Countries such as South Africa and Chile have gone through similar processes, but the challenge here may be more complex. The country endured three conflicts between 1978 and 2001: the communist era and Soviet occupation, the civil war among Islamic militias known as mujaheddin, and Islamic Taliban rule. In each case, the line between oppressor and oppressed was blurred.
Afghanistan's problems are not behind it. Many of the figures accused of bombing cities, torturing adversaries and ravaging the populace have managed to stay in positions of authority. The new parliament, elected in September, includes leaders from nearly every group accused of past abuses.
"They were the same as me, and now they are back in power," Sarwari, a burly man in his fifties with a long, pale face, said glumly during an interview in the Kabul prison run by the national intelligence service. "If I hadn't been arrested, I would be in the parliament now."
In 1979, Sarwari was the government's intelligence chief during an especially brutal period of communist rule, when tens of thousands of people were taken into custody and never heard from again. In one week, more than 70 members of Mogaddedi's family disappeared.
Sarwari has been imprisoned since his arrest in 1992. But in many ways his trial is an accident. Late last year, prosecutors realized he had never been tried and hastily put a case together, despite widespread agreement that the judicial system was nowhere near ready to handle such trials.
"Sarwari is really the symbol of the beginning of violence against humanity in this country," said Rangin Dadfar Spanta, a top adviser to President Hamid Karzai. "War crimes did not begin with the mujaheddin or the Taliban. The beginning was Mr. Sarwari and his party and the coup of 1978."
After the bloody overthrow, the communist regime launched a merciless campaign to eliminate rivals.

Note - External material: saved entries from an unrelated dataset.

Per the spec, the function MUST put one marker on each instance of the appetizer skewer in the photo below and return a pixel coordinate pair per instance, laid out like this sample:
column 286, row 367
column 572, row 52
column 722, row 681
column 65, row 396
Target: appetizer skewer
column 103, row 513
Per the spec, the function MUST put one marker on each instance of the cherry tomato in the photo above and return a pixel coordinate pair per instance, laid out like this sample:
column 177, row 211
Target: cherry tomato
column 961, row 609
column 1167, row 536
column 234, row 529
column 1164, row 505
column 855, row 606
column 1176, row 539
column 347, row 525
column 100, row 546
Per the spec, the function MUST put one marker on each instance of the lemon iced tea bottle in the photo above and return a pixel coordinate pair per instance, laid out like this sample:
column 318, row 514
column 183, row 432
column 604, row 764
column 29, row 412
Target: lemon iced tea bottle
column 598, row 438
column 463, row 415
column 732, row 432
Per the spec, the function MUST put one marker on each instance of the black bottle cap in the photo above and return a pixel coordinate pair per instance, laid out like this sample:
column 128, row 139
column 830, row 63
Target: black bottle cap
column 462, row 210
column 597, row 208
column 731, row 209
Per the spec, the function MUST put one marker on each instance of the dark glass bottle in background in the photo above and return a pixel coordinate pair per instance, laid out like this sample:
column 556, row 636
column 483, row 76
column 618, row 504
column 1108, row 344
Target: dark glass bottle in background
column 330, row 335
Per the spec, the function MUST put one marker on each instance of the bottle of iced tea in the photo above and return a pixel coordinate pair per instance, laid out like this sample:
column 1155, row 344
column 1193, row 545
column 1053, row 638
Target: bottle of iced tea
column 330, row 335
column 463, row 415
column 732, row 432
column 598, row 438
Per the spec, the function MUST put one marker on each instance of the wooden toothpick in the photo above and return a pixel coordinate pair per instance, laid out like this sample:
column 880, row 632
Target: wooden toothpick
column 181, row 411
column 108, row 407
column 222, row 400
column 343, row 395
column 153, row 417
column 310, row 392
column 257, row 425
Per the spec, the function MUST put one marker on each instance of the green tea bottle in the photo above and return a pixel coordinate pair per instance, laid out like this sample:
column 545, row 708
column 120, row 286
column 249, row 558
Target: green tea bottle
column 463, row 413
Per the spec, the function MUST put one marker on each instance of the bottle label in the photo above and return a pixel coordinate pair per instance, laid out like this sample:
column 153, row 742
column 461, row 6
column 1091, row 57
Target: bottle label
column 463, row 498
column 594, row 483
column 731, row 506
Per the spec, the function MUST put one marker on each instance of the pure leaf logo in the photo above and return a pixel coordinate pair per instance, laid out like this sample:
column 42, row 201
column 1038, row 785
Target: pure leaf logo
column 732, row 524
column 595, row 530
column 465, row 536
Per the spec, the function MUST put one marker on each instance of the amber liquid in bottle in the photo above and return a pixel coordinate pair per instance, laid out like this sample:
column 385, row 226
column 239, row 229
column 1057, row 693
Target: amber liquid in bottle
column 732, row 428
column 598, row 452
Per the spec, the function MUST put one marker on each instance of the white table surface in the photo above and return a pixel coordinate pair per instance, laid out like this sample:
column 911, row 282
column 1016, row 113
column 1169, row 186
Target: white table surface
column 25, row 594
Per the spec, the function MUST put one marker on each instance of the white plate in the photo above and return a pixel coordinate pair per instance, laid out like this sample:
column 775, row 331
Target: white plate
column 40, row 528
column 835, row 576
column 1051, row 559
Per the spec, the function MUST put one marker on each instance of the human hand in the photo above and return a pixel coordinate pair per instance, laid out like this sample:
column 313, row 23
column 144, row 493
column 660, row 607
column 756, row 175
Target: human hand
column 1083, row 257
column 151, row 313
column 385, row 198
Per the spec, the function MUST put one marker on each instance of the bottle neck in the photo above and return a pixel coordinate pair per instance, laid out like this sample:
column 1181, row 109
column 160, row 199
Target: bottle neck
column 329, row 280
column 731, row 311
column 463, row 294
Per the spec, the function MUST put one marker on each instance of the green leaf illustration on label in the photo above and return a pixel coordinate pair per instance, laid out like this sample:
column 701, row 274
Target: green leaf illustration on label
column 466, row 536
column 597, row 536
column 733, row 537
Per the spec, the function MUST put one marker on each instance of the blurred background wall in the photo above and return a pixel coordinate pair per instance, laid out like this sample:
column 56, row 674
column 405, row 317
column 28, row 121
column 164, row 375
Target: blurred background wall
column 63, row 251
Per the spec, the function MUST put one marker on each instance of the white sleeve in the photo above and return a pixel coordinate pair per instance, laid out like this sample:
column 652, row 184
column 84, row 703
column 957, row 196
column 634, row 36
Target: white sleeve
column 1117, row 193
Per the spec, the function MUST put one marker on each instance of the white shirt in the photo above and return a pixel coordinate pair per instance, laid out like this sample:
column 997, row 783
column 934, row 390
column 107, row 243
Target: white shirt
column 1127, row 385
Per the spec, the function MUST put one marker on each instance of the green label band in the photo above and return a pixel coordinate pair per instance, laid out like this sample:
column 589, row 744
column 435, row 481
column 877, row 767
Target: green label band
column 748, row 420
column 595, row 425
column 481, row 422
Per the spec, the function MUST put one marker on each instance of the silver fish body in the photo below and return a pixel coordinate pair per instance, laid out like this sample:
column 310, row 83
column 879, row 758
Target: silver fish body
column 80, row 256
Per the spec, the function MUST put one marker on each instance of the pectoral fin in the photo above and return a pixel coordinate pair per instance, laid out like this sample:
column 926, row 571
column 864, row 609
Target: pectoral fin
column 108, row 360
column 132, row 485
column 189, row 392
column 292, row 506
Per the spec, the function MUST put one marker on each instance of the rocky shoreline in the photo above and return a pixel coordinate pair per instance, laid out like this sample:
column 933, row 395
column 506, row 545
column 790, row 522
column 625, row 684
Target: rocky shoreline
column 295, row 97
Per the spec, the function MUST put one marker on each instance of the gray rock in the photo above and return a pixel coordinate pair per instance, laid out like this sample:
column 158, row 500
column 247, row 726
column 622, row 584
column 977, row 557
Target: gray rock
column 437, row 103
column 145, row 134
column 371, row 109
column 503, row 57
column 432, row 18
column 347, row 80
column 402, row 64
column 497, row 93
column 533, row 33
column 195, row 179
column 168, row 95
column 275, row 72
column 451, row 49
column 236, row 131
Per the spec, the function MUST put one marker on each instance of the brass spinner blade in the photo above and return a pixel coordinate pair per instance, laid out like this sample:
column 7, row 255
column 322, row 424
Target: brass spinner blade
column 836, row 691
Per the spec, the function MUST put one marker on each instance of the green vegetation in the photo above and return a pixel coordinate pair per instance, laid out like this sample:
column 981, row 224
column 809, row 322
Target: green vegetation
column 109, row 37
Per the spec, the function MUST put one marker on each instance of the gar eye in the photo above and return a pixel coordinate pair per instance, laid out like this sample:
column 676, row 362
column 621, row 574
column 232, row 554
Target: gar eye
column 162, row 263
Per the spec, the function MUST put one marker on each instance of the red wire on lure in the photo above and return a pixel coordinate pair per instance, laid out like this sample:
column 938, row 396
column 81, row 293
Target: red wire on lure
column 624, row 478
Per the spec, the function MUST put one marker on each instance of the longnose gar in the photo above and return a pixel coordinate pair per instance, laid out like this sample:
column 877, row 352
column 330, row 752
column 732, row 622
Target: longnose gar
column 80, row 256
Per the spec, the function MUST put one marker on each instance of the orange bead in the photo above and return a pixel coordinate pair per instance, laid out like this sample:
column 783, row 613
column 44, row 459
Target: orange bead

The Mogaddedi family, prominent members of a strain of Islamic mysticism known as Sufism, was among the thousands of victims. One night in 1979, dozens of armed men showed up at the family's Kabul compound and Sufi sanctuary.
According to witnesses, Sarwari supervised as first the men, then the women and children were taken.
Mary Aman, then a girl in the extended clan, recounted getting a hysterical call from her cousin, cut off in midsentence as the power failed. Soon, armed men were at the door. They took her brother Yahya, 17, who had dreamed of becoming a physician. She never saw him again.
"They put their guns to my chest and said, 'Don't scream or we'll kill you,' " said Aman, now 38. "I wish they had killed me that night. They took everyone else."
Six months later, the women and children were released. For years, rumors circulated that the Mogaddedi men had been sent to Siberia, pushed out of planes or killed and buried in mass graves. Family members want Sarwari to tell them what happened. Then they want him executed.